Interfaith Wisdom: The Jews, Christians and Buddhists all meet in Beside Still Waters, Jews, Christians and the Way of the Buddha (2003) edited by Harold Kasimow, John P. Keenan, and Linda Klepinger Keenan. Another book unread. So far.

Life’s Journey: 1. A Woman’s Guide to Spiritual Renewal (1994) by Nelly Kaufer and Carol Osmer Newhouse. 2. The Ten Things To Do When Your Life Falls Apart, An Emotional and Spiritual Handbook (2010) by Daphne Rose King. (#1 on the To Do list is to “cry your heart out.) 3. Grieving Mindfully, A Compassionate and Spiritual Guide to Coping with Loss (2005) by Sameet M. Kumar. At one time or another I have consulted all of these books, both for myself and for my spiritual directees.

And More: a book on the sacred art of pilgrimages, one on dreams, a classic of spiritual literature (The Imitation of Christ) and still more.
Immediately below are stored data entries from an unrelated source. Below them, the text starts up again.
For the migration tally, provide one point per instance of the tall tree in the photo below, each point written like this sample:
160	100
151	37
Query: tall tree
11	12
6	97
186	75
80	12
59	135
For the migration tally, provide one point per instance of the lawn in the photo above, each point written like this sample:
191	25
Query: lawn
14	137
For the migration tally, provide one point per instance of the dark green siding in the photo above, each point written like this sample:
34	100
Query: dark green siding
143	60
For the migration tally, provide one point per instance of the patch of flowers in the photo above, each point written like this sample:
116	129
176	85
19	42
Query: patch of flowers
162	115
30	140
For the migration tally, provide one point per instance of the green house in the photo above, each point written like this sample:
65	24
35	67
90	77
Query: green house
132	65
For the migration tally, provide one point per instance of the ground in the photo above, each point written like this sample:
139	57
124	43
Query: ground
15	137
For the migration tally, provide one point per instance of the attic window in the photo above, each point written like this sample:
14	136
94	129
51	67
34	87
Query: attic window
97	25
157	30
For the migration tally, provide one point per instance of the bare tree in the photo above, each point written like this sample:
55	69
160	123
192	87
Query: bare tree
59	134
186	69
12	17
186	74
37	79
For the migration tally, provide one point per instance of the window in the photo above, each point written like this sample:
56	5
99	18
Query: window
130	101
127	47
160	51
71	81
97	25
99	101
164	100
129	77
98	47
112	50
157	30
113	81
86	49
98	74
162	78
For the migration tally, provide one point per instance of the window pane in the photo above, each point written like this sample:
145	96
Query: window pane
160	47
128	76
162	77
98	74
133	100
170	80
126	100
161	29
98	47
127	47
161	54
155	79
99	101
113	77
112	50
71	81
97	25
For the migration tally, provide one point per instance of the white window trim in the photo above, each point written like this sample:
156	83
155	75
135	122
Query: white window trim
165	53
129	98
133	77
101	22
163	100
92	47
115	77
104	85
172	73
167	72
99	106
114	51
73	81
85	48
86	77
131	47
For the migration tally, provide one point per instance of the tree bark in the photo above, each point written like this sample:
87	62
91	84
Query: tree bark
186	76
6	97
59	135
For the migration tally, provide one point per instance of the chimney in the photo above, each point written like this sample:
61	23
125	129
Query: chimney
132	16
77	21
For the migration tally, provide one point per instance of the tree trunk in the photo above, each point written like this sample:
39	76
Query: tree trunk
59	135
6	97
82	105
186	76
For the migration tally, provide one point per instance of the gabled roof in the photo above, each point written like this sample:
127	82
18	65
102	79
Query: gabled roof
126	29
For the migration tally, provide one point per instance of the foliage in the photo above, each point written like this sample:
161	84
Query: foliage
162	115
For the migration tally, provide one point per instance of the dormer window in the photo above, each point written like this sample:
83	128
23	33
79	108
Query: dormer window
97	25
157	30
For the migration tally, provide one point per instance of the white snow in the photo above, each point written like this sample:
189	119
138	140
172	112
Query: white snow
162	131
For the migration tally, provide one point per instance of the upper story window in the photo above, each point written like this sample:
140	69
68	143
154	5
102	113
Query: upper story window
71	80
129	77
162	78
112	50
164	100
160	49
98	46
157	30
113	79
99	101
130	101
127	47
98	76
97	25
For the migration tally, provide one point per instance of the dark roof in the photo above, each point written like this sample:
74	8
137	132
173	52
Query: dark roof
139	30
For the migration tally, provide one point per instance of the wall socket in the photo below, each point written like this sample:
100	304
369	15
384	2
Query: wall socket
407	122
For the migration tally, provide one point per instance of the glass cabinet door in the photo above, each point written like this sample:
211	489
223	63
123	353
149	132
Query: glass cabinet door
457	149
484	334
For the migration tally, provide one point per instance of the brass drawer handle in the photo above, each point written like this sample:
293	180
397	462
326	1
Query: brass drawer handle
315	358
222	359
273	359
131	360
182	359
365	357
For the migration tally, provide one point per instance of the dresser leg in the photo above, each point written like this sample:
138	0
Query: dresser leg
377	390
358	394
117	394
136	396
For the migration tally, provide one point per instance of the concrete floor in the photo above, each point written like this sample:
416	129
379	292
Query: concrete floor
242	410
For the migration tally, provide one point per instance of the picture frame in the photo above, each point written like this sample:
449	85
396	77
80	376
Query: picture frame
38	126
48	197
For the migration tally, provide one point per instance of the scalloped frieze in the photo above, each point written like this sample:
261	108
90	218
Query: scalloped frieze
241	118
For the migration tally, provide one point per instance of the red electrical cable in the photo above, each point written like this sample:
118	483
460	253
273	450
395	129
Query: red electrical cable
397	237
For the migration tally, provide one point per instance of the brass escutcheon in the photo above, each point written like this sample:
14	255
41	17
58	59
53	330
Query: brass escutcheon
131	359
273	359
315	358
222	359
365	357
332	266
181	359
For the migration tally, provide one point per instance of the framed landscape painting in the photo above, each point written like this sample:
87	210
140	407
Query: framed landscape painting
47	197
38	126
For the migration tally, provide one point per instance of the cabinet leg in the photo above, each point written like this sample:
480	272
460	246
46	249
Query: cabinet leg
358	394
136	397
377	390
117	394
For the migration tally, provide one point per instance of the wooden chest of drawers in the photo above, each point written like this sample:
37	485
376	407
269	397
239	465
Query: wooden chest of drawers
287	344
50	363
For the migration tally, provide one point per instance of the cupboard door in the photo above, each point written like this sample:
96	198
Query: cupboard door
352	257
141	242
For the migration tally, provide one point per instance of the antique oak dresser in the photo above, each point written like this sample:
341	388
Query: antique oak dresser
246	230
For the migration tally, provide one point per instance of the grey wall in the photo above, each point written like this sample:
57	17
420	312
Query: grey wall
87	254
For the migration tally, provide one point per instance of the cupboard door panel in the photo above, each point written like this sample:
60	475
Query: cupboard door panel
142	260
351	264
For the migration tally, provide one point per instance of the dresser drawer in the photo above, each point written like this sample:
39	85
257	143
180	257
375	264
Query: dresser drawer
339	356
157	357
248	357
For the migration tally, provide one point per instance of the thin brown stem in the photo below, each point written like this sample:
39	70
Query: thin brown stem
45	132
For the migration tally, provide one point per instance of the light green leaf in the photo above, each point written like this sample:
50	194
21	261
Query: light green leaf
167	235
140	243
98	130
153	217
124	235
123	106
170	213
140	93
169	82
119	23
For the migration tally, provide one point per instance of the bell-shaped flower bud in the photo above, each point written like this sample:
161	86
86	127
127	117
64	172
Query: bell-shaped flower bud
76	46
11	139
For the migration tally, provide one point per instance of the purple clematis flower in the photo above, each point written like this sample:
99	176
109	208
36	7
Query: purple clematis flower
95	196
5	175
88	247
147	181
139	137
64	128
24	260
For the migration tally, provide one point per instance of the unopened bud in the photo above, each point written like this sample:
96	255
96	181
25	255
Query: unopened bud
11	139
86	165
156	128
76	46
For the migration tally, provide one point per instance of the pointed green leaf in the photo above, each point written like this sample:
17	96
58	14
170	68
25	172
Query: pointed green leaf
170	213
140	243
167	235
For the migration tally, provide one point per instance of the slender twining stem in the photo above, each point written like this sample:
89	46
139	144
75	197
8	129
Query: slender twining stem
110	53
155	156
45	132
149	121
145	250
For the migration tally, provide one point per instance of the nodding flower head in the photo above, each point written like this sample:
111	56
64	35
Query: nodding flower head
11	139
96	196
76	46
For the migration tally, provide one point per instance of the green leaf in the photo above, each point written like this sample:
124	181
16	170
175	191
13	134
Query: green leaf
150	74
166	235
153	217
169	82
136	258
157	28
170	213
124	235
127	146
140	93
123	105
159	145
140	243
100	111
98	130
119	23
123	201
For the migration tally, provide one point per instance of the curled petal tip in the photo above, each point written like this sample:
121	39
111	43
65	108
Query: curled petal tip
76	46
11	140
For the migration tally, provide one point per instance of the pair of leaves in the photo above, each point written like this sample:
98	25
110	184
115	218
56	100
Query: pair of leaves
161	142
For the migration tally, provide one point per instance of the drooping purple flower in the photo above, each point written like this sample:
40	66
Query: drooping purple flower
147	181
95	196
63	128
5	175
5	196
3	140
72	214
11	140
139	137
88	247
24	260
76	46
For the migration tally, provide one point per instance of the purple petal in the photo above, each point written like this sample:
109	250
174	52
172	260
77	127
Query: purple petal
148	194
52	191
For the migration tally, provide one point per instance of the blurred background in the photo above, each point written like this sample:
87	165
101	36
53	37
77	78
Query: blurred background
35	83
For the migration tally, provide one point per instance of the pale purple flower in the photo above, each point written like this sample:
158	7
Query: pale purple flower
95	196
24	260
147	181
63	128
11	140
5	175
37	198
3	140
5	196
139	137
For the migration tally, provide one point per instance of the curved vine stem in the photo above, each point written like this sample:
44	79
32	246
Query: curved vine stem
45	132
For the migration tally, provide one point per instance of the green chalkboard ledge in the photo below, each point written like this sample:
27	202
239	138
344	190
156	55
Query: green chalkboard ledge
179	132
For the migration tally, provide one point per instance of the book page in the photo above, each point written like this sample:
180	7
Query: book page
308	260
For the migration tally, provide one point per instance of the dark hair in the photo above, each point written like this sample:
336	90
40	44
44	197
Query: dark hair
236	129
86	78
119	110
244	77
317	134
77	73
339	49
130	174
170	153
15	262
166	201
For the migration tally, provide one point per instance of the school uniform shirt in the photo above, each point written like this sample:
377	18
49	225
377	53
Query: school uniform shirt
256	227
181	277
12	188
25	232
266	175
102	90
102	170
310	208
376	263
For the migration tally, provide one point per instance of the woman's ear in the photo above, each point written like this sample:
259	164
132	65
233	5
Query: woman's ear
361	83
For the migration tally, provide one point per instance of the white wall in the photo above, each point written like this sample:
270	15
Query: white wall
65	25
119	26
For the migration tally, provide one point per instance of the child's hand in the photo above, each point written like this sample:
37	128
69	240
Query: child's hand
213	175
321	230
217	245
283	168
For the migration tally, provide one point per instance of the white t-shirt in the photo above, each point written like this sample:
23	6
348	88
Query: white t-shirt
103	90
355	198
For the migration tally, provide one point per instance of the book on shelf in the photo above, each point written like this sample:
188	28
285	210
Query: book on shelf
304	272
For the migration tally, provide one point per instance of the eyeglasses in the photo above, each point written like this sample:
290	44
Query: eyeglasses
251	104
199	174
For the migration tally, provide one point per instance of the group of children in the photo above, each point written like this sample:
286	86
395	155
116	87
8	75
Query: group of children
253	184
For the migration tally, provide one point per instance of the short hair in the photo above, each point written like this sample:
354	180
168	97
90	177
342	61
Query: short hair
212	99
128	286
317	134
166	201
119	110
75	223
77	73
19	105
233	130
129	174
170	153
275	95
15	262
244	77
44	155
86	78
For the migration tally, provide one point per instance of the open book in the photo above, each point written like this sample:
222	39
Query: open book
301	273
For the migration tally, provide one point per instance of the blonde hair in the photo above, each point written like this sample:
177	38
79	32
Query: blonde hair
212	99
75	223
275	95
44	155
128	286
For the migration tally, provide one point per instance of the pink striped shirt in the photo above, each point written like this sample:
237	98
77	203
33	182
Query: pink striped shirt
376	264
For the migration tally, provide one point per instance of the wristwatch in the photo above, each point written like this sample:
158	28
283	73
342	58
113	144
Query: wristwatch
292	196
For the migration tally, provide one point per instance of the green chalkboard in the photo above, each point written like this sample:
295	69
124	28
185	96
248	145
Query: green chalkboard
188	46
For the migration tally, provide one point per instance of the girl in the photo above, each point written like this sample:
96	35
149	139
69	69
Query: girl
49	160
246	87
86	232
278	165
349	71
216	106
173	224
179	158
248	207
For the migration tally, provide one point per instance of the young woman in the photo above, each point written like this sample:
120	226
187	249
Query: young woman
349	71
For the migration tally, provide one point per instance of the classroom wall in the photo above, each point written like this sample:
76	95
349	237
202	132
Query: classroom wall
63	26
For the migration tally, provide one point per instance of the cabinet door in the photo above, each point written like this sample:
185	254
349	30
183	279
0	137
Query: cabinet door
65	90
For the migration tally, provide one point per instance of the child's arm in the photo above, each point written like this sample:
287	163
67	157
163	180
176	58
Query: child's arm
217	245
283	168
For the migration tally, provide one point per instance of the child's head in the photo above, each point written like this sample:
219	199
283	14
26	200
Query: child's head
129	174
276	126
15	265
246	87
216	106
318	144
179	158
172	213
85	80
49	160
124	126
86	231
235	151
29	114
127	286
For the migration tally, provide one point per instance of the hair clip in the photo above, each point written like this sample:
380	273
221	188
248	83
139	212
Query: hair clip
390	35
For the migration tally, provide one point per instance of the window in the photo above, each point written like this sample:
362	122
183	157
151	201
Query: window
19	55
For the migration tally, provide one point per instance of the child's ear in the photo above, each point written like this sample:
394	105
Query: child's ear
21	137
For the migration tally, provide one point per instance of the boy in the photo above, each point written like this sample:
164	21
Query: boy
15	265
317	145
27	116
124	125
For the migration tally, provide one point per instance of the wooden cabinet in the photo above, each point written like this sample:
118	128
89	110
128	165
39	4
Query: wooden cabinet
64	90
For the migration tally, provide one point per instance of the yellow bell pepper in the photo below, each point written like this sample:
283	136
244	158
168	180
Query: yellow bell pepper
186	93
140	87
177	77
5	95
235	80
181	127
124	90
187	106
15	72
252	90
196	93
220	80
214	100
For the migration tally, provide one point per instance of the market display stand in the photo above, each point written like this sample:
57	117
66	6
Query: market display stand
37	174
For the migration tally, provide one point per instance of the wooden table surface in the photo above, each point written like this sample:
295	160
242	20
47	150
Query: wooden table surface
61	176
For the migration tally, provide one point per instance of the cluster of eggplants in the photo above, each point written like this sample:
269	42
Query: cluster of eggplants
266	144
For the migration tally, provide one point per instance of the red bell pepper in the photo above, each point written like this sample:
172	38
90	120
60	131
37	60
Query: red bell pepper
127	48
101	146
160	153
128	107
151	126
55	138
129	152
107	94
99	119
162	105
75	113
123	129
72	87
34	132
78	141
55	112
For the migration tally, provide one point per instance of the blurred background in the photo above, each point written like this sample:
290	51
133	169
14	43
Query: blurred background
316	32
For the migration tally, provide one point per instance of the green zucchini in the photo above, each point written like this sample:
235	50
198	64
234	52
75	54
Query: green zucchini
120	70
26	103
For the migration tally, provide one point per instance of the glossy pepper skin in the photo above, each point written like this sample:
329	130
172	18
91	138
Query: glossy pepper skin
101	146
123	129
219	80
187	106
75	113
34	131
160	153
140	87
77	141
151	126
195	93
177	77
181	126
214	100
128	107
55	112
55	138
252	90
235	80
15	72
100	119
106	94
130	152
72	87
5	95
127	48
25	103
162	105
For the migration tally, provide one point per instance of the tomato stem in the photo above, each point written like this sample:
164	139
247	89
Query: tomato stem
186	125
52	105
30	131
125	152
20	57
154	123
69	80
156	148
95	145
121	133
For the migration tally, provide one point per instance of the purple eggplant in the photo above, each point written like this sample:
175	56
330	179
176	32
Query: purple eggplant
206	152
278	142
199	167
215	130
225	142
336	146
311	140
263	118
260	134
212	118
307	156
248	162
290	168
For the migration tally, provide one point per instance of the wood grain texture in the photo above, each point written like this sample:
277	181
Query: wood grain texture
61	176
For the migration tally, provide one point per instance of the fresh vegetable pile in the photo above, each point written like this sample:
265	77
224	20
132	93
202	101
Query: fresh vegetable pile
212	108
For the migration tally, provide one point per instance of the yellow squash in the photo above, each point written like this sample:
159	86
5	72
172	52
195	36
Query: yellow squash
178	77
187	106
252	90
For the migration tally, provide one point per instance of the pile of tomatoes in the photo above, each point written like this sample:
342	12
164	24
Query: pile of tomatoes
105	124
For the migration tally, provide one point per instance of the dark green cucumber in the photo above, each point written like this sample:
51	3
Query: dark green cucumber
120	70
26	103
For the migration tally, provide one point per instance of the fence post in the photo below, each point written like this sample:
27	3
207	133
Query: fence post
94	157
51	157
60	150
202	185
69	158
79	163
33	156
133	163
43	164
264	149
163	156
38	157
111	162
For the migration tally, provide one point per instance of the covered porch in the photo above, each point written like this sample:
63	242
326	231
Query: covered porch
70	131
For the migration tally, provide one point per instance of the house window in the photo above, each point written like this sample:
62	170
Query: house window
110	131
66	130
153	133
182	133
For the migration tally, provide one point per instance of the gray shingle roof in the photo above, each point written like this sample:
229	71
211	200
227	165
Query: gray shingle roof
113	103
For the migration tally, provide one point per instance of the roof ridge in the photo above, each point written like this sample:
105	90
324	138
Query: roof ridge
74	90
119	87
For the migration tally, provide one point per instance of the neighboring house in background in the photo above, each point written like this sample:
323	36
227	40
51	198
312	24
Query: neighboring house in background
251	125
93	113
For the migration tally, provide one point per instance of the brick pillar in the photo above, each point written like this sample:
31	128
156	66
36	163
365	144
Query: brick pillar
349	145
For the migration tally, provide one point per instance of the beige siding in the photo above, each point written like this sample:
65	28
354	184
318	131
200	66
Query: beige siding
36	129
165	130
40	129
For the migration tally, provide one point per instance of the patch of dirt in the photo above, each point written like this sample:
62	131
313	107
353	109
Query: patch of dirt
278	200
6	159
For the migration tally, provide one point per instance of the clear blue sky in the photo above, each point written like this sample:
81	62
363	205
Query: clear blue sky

I close with a book that is a feast for the eyes, as well as the mind and the heart, Journey of the Soul (2000) by Doris Klein, CSA. It has been a long time since I sat with the words and the images in this book–perhaps now is the time to return to this book.

The soul journey is the process of spiraling into the Heart of the Holy where in reality we always are. We simply learn to see more clearly. p.3

I know I’ve just flung a lot of titles your way, but what strikes me is how one single bookshelf can open the door to new reflection and at the same time rewind a path of memory. By the way, I removed four titles from this shelf and added them to the Little Free Library pile. May they be exactly what someone else needs.

Thanks for shopping my Johnson to Laird bookshelf with me.